Adding Persistent Context
The basic chatbot forgets everything when the page refreshes. To make it smarter:
**User context injection**: When the chatbot session starts, fetch the user's account data (plan, usage, recent activity) and append it to the system prompt: "The user's current plan is Pro. Their last activity was 3 days ago. They have 2 active projects."
**Conversation persistence**: Save messages to a Supabase table (chatbot_sessions) with user_id and session_id. On page load, fetch the last N messages and pre-populate the messages array.
**Knowledge base**: For product documentation, store articles in Supabase with embeddings (using pgvector). Before calling GPT-4o, run a similarity search and inject the most relevant articles into the system prompt. This is called RAG (Retrieval Augmented Generation) and dramatically improves answer accuracy.
Measuring Chatbot Success
A chatbot without measurement is a feature with no feedback loop. The metrics that matter most for a support or product chatbot: resolution rate (percentage of conversations where the user did not escalate or submit a separate support ticket), session length (average messages per conversation, too short suggests the bot is failing early, too long suggests it is not resolving efficiently), and post-chat rating (a simple thumbs up/down after each conversation, stored in Supabase and reviewable in a dashboard).

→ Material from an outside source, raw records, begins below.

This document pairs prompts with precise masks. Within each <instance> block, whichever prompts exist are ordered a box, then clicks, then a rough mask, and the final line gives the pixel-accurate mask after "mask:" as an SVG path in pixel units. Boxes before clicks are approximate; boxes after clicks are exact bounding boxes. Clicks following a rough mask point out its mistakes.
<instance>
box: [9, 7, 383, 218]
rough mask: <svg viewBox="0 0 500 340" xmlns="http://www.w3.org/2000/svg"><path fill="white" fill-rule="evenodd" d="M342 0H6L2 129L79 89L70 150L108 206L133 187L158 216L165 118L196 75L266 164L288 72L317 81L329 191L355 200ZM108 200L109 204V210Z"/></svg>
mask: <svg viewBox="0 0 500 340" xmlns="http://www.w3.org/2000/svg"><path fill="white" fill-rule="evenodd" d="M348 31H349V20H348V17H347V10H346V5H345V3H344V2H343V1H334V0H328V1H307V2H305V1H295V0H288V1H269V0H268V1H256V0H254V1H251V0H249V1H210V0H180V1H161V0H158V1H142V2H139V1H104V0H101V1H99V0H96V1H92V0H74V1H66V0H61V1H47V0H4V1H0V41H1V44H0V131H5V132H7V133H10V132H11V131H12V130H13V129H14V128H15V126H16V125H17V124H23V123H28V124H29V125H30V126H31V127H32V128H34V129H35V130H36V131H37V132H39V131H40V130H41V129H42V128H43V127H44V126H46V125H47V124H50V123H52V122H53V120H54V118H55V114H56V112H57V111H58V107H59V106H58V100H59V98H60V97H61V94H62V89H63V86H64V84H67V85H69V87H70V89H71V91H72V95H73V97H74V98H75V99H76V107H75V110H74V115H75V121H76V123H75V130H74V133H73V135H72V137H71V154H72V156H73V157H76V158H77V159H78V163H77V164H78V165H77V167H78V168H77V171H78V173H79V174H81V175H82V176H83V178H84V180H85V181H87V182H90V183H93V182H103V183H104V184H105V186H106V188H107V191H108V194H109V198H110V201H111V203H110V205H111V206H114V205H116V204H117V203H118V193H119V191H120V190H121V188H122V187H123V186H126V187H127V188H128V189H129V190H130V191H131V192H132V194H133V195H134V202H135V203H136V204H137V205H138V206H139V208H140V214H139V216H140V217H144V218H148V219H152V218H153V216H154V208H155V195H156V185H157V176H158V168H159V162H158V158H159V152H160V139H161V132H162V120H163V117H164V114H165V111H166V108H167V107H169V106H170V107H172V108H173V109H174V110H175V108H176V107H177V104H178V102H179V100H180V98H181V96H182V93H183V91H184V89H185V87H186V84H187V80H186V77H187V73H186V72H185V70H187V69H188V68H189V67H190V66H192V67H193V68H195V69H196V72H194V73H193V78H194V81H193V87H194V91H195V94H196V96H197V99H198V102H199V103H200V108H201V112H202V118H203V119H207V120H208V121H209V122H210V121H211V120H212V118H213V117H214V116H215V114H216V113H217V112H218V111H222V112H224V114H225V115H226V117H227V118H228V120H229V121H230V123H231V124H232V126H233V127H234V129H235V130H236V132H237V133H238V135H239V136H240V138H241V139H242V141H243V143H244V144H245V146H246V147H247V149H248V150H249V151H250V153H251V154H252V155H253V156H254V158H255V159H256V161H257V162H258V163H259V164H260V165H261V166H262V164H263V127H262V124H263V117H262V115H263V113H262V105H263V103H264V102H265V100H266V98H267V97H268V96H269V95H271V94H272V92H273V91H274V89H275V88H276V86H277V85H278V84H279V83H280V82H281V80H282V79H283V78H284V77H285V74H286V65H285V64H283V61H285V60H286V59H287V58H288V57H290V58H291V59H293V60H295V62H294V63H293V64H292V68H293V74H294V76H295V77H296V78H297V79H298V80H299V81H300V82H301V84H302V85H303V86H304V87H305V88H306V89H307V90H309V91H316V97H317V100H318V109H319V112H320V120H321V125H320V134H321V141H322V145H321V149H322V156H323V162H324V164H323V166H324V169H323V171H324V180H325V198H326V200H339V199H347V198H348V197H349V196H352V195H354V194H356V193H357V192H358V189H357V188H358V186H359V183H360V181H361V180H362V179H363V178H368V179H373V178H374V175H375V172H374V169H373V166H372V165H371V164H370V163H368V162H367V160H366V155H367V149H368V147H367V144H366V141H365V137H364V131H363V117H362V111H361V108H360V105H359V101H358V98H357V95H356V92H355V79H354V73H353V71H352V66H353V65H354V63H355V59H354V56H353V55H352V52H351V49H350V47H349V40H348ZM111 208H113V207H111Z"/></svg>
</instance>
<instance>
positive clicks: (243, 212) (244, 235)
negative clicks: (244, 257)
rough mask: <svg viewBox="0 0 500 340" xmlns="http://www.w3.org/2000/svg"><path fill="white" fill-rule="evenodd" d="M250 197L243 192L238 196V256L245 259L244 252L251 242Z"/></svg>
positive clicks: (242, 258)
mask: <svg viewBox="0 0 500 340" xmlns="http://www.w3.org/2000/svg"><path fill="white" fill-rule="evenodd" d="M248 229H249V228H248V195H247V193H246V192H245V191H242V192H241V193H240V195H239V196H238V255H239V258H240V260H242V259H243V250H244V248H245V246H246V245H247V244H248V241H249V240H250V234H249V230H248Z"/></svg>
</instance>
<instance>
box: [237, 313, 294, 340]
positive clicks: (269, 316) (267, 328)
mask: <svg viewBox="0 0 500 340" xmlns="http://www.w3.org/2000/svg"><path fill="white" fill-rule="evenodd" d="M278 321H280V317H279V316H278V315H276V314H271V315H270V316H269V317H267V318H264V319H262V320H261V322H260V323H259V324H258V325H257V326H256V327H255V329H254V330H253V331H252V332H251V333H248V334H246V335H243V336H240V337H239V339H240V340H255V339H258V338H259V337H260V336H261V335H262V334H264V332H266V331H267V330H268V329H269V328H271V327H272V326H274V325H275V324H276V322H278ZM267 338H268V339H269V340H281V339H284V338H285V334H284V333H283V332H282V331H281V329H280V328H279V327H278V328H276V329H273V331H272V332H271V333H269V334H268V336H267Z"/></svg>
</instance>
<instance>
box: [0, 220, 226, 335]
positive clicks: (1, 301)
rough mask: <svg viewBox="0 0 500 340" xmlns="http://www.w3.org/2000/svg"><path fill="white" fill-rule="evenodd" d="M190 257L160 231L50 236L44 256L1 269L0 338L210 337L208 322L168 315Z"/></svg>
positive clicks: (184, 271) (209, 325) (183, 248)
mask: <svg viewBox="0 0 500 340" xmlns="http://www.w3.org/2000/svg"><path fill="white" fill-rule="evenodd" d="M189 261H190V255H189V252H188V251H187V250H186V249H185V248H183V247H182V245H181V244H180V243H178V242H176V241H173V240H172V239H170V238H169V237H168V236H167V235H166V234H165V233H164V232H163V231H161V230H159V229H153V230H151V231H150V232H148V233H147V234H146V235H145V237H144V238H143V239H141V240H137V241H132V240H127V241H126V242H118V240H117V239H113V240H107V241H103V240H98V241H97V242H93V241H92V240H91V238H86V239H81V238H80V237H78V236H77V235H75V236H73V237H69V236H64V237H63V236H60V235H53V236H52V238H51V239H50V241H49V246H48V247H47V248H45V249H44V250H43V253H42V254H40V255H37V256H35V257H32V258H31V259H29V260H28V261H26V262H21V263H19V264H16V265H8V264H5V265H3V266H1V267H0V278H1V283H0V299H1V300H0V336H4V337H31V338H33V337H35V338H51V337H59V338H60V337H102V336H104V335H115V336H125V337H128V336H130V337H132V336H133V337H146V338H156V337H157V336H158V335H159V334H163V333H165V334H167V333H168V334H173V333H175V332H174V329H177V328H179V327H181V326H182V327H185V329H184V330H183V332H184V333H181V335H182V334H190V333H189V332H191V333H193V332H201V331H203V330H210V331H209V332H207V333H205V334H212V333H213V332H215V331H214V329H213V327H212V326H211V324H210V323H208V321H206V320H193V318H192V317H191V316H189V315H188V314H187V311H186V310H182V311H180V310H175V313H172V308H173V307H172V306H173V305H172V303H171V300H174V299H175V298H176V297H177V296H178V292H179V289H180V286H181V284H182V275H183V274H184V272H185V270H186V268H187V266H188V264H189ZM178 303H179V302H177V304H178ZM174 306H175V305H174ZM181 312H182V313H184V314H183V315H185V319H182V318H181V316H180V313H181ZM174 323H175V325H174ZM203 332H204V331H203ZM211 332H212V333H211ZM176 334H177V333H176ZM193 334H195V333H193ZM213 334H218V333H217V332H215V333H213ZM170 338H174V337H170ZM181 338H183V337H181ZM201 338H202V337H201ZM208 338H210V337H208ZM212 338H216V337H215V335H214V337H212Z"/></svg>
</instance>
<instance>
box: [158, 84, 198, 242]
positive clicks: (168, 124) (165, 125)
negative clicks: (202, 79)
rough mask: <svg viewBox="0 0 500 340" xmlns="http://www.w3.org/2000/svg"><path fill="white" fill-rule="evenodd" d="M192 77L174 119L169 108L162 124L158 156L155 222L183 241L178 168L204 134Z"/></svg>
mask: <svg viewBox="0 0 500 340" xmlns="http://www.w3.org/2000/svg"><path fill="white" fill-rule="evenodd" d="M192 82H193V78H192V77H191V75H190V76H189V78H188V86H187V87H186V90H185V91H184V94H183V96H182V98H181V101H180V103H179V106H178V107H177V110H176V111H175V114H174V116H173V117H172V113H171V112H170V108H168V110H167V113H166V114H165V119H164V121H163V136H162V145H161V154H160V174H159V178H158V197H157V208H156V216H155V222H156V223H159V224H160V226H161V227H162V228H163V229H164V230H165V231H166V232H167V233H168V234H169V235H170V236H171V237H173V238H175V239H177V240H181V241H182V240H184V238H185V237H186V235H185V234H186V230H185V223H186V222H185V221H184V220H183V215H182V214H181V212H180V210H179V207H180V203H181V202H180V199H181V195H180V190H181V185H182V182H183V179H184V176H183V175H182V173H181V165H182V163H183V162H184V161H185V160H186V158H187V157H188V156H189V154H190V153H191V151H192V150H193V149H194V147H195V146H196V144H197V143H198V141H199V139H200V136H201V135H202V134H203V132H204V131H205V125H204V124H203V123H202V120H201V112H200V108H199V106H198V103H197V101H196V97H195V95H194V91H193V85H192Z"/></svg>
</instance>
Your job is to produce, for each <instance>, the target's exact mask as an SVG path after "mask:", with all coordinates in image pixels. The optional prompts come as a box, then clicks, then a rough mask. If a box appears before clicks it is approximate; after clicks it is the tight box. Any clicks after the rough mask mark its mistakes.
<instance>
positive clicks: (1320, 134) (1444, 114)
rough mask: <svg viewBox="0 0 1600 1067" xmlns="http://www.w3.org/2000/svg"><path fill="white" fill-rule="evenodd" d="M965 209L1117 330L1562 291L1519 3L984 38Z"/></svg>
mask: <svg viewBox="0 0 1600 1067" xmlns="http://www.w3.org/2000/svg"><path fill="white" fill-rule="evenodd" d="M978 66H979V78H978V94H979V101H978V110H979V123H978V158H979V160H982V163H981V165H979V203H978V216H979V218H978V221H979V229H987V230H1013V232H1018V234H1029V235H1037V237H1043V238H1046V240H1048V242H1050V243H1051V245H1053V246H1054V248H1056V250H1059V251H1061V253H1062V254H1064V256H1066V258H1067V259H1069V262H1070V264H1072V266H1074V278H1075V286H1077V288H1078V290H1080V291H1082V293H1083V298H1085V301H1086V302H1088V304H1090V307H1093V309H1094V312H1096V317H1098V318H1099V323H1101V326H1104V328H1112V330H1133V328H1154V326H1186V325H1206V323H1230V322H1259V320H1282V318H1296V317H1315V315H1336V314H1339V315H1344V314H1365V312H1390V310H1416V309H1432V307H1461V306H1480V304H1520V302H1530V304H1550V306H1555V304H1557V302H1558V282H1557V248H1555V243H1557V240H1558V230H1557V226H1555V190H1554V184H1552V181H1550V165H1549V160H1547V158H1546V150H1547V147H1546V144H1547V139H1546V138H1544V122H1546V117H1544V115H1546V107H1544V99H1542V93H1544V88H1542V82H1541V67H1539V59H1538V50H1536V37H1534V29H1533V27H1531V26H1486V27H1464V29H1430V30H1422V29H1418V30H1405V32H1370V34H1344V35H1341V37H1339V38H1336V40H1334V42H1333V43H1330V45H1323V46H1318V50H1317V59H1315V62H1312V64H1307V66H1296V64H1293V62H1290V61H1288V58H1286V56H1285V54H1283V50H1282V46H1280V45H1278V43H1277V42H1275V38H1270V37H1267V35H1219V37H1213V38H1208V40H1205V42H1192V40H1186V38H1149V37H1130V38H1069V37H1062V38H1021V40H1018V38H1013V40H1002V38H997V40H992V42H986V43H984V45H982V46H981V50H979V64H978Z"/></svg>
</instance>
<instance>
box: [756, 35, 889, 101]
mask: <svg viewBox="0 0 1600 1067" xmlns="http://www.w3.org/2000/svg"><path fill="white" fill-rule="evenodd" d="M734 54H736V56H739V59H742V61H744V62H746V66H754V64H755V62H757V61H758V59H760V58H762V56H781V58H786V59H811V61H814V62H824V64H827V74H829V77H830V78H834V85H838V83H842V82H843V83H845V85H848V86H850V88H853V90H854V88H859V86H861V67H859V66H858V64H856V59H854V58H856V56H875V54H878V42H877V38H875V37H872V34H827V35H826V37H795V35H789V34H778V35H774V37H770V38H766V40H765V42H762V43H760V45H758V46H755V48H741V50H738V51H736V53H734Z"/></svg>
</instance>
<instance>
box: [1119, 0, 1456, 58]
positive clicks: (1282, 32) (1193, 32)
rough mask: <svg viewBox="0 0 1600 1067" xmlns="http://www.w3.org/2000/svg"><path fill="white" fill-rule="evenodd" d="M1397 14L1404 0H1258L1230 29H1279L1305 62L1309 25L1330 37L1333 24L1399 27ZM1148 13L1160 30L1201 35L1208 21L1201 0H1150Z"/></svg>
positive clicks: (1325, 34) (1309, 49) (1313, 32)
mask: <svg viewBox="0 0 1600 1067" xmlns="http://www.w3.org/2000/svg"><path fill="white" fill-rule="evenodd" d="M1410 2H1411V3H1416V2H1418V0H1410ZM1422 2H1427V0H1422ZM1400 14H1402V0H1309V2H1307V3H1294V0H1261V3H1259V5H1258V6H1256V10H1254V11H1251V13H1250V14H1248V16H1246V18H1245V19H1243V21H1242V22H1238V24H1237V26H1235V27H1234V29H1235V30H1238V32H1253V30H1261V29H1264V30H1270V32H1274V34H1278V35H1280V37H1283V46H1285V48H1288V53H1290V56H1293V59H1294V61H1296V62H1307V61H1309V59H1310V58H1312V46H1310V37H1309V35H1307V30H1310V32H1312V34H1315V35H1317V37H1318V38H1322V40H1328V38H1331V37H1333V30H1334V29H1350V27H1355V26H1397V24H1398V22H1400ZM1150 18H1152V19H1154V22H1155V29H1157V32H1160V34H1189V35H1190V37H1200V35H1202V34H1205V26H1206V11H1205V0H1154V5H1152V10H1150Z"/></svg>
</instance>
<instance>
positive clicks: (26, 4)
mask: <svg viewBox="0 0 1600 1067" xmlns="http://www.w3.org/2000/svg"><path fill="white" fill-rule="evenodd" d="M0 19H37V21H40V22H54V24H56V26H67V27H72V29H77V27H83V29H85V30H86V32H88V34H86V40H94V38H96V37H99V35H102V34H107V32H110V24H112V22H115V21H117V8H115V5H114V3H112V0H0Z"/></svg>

Beyond these user-facing metrics, instrument your Edge Function to log: which knowledge base articles were retrieved most often (tells you what users ask about most), which queries had no strong match in the vector database (tells you knowledge base gaps), and model latency and token counts per session (tells you your cost per conversation). Review these metrics weekly for the first month after launch.
The most actionable metric is the list of queries with no knowledge base match. Export it weekly, write answers for the top 20 unanswered queries, add them to the knowledge base, and re-embed. A chatbot that improves its resolution rate by 5% per week for the first month will often reach 80%+ resolution within 6 weeks of launch, significantly better than most human-first support workflows at early-stage SaaS companies.
Costs and Performance in Production
For a SaaS with 500 active users each sending 10 messages/day:
- Average message: 50 tokens input + 100 tokens output - GPT-4o pricing: $2.50/M input + $10/M output - Daily cost: 500 × 10 × 150 tokens = 750,000 tokens = ~$2.50/day = ~$75/month
To manage costs: implement a session token budget (stop adding history messages when the conversation exceeds 2,000 tokens, start summarising old messages). Use GPT-4o mini for simple queries ($0.15/M input) and reserve GPT-4o for complex ones.
Response time: GPT-4o returns in 1–3 seconds. Add a typing indicator to set expectations. For sub-second UX, implement streaming.